It’s long been said that cash is king, especially in uncertain times. Research from Flagstone and Censuswide released in March shows that 38 per cent of high-net-worth individuals (HNWIs) are holding more cash – 19 per cent of their wealth on average – than they were three years ago.
The survey of 100 HNWIs with over £100,000 in investable assets was conducted in December, before the Iran war whipsawed the markets and oil prices. However, it’s a sign that cash is playing a more prominent position in portfolios. More than four in 10 HNWIs said they would prefer to hold cash and wait for the right opportunity to come along to deploy it.
John Martin, Flagstone’s chief product officer, commented that “cash has been elevated in HNWIs’ eyes as a credible alternative to investing when the risk-reward trade-off elsewhere isn’t compelling.”
Why are more investors preferring to hold cash?
A combination of the events in Iran and fears of a private credit crunch may have some HNWIs wondering whether it would be prudent to increase their cash holdings. Stocks tumbled in the early days of the Iran war as concerns grew that disrupted oil supplies caused by the closing of the Strait of Hormuz would slow global growth. However, stocks have broadly reversed, with the main US indices closing at near record highs at the time of writing.
The upswing in stocks may be welcome, but there is still the risk that the situation in Iran could be prolonged – and even escalate further. Even if it doesn’t, the damage could already have been done. The UK is likely to be one of the hardest hit of all major economies, according to the International Monetary Fund, which expects the country’s gross domestic product to grow 0.8 per cent in 2026, down from a 1.3 per cent forecast in January.
Government bonds – typically a safe haven asset during market turbulence – have been falling as well, amid fears that central banks around the world might have to raise interest rates to tame inflation.
It’s no surprise, then, that HNWIs are looking to increase their cash holdings, says Samuel Leach, head of investor relations at real estate and investment platform TAB. “If the return on equities or other liquid assets looks compressed, it can make sense to step back. We’re seeing this particularly where investors feel they are not being adequately compensated for volatility.”

What are the risks of holding cash?
Holding cash to deploy into mis-priced and distressed assets may seem like a sensible approach. However, it’s only an ideal strategy for investors who have the ability to react quickly when market opportunities arise, Leach argues.
In reality, the average HNWI doesn’t have the time to be monitoring asset and equity price movements on a daily basis, let alone multiple times a day. This is where holding cash can become risky.
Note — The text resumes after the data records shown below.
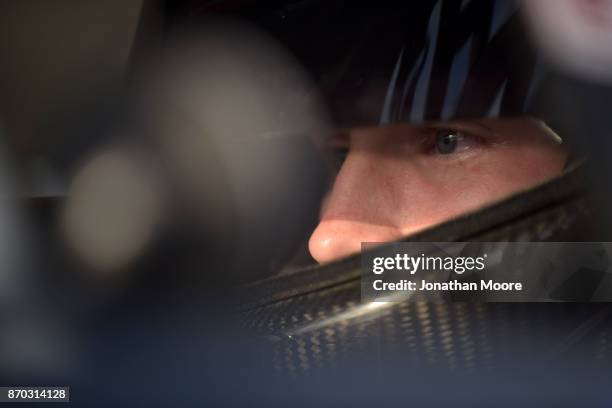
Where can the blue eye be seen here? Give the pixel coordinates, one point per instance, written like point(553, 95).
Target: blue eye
point(447, 141)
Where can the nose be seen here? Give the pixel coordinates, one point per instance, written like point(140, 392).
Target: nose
point(336, 239)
As Matthew Beck, chartered financial planner at independent financial advisor Smith & Pinching, explains, it creates a significant opportunity cost. In the near-term, investors sitting on the sidelines could miss out on a potential jump in equities. Over the long-term, holding cash weakens purchasing power because inflation pushes up the prices of goods and services, which can be detrimental to financial goals.
“HNW families need to consider this risk carefully to make sure they’re not overexposed and losing real value,” says Beck.

What percentage of your portfolio should be cash?
The question for HNWIs is what proportion of their wealth they should allocate to cash. “There’s no fixed percentage, but I’m seeing HNWIs typically hold 10-20 per cent in stable markets as a baseline for liquidity and flexibility,” says Leach. “This can rise to 20-30 per cent plus in uncertain conditions.”
Beck says: “Deciding what your cash allocation should be is a very personal choice. How much will depend on your stage in life, what you might need cash for and, of course, your risk appetite.”
He adds that there are likely to be demographic drivers behind an increase in the number of HNWIs opting to boost their cash reserves. With more Baby Boomers retiring and older Gen Xers approaching retirement age, it’s likely they’re going to want to downsize. This will release equity from properties, some of which will be put into lower risk assets like cash.
“These generations have seen exceptionally strong growth in both property values and stock markets over their careers, so many will have significant wealth that they may now be keen to reallocate,” says Beck.
Regardless of the percentage allocated to cash, both Beck and Leach agree that it’s wise to have a rainy-day fund. Beck recommends that HNWIs have enough funds to cover expenses for 12 to 24 months, plus a small additional reserve, depending on individual risk appetite.
For HNWIs who are more risk averse and don’t need access to cash in the near future, they may be better off parking some of their money in a fund that tracks an index like the MSCI World Index. These can be highly liquid yet low risk, providing a better return than the interest rates offered on current accounts.
“The biggest misconception is that holding on to cash is ‘doing nothing’. But, for many HNWIs, it’s a tactical decision to preserve capital and maintain optionality, particularly in late-cycle or uncertain environments. The strongest investors I work with don’t aim to always be fully invested; they aim to be correctly positioned,” concludes Leach.